„Was haben die Vereinten Nationen überhaupt mit dem Nahostkonflikt zu tun?“
Die Vereinten Nationen haben, insbesondere durch Resolution 181 (II) der Generalversammlung von 1947 („UN-Teilungsplan“) und Resolution 242 des Sicherheitsrats von 1967 („Land-für-Frieden-Formel“), mit anhaltender Wirkung im arabisch-israelischen Konflikt interveniert und damit das völkerrechtliche Fundament für die Zweistaatenlösung gelegt. Kein anderer Konflikt erhält auch nur ansatzweise so viel Aufmerksamkeit durch die Organe der Vereinten Nationen. Allein der Internationale Gerichtshof musste sich in den vergangenen zwanzig Jahren in mindestens sechs Verfahren mit dem Nahostkonflikt beschäftigen.
„Die Vereinten Nationen sind doch politisch neutral. Warum sollten sie eine Agenda gegen Israel verfolgen?“
Die Vereinten Nationen handeln durch Organe, die nach geographischer Repräsentation, Rotation und politischem Konsens durch ihre 193 Mitgliedstaaten besetzt werden. Nur etwa ein Drittel der Mitgliedstaaten kann als demokratisch gelten. Dieses Machtverhältnis spiegelt sich besonders in den Resolutionen der Generalversammlung wider. So war von 253 Verurteilungen durch Resolutionen der Generalversammlung in den Jahren von 2015 bis 2025 keine einzige an China, Venezuela, Katar oder die Türkei adressiert. Jeweils 9 Resolutionen trafen Myanmar und den Iran. Insgesamt 10 Resolutionen richteten sich an Nordkorea, 11 an die USA, 12 an Syrien und 29 an Russland. Gegen Israel ergingen im selben Zeitraum 173 Resolutionen. Diese Einäugigkeit setzt sich auch in den Sonderorganisationen fort. So verurteilten etwa UN Women den Einsatz sexueller Gewalt als Kriegswaffe gegen Frauen durch die terroristische Hamas erst acht Wochen nach dem 7. Oktober 2023 und nur auf Druck israelischer Frauenrechtsorganisationen.
„Sind die Behauptungen über Verbindungen zwischen der UNRWA und der Hamas nicht lediglich israelische Propaganda, um ihr Vorgehen im Gaza-Streifen zur rechtfertigen?“
Nein.

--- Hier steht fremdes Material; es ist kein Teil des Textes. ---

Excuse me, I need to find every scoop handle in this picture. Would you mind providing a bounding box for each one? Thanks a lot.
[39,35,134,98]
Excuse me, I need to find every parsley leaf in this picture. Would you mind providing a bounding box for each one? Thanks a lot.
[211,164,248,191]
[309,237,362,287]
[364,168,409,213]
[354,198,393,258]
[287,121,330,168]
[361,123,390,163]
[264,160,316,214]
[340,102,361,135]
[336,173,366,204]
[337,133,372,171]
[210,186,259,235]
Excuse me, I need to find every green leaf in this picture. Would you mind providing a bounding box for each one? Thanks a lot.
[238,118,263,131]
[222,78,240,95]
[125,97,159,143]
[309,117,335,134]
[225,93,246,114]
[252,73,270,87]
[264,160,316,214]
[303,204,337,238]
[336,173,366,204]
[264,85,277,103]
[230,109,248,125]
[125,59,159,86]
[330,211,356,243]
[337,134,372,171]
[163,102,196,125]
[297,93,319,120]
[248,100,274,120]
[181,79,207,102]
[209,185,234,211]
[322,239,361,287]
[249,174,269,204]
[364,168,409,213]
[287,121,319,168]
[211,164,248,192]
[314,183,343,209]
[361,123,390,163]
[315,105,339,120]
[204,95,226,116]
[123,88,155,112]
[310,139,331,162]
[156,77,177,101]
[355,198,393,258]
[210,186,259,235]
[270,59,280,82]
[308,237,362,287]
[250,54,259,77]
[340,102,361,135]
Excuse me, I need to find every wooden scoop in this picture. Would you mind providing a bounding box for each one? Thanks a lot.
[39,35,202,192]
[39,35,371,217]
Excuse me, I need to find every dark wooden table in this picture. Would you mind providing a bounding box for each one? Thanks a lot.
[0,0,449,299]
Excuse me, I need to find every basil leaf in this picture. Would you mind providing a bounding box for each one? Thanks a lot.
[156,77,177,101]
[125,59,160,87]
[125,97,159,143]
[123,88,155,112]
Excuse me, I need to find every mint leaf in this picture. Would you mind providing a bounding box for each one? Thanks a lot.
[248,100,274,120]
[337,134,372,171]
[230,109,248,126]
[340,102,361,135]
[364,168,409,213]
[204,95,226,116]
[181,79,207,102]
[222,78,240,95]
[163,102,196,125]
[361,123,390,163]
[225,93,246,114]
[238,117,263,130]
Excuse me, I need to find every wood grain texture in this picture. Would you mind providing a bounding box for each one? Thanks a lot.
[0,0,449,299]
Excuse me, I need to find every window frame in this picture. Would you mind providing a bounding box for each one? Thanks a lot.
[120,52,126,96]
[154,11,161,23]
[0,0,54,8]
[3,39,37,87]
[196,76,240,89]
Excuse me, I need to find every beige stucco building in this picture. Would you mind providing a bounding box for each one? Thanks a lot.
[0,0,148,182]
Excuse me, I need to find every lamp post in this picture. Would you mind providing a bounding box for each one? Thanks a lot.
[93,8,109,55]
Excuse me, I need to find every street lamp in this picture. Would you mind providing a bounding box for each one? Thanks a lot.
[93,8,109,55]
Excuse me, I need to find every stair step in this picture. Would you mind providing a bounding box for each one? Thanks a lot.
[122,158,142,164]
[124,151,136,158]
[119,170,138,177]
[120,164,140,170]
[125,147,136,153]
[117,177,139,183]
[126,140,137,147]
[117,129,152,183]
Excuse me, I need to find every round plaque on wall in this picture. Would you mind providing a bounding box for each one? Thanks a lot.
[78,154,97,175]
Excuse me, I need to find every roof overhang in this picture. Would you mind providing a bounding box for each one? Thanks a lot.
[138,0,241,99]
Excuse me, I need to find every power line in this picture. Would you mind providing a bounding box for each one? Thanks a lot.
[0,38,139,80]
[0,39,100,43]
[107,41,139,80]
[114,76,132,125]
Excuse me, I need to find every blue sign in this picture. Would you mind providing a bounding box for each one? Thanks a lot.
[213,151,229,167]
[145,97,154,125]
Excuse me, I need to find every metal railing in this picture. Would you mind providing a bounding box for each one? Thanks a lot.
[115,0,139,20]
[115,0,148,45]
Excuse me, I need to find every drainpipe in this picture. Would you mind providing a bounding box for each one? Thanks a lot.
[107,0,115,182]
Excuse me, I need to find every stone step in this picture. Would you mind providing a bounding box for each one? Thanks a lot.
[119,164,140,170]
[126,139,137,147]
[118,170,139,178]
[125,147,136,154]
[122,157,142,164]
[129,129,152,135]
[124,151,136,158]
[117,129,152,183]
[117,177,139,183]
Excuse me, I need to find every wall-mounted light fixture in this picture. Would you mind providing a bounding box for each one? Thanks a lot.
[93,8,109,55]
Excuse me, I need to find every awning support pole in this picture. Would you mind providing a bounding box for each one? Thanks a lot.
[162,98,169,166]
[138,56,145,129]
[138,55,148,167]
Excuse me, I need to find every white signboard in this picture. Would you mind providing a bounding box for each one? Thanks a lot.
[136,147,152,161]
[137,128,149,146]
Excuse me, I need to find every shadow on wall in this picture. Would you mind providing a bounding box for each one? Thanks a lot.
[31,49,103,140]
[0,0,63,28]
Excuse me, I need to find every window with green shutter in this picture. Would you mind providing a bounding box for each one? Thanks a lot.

Die Evidenz für eine Unterwanderung der UNRWA durch die Hamas ist überwältigend und basiert nicht nur auf Aussagen der IDF, sondern auf einer langen Indizienkette aus israelischen, palästinensischen und internationalen Quellen, die weit hinter den 7. Oktober 2023 zurückreicht. Die NGO „UN-Watch“ hat seit 2015 zahlreiche Belege für diese Verbindungen gesammelt und veröffentlicht, die u.a. zeigen, dass UNRWA-Personal aktiv am Überfall auf Israel am 7. Oktober teilnahm, hochrangige Funktionäre der terroristischen Hamas zumindest zeitweise leitende Funktionen im Schulsystem der UNRWA im Libanon und im Gazastreifen innehatten, und dass Lehrpersonal in Gruppenchats das Massaker vom 7. Oktober feierte.[1] In den wenigen Fällen, in denen die Leitung UNRWA gegen diese Entwicklung vorging, wie im Fall des Hamas-Funktionärs Fathi Sharif, schlugen ihr offene Feindseligkeit und Drohungen durch das eigene Personal entgegen.[2] Die ehemalige Geisel Emily Damari berichtete nach ihrer Freilassung davon, dass sie zeitweise in Gebäuden der UNRWA festgehalten wurde.[3] Die IDF gab an, direkt unter dem UNRWA-Hauptquartier eine Kommandozentrale der Hamas gefunden zu haben, die mit der Stromversorgung des Gebäudes verbunden war.[4]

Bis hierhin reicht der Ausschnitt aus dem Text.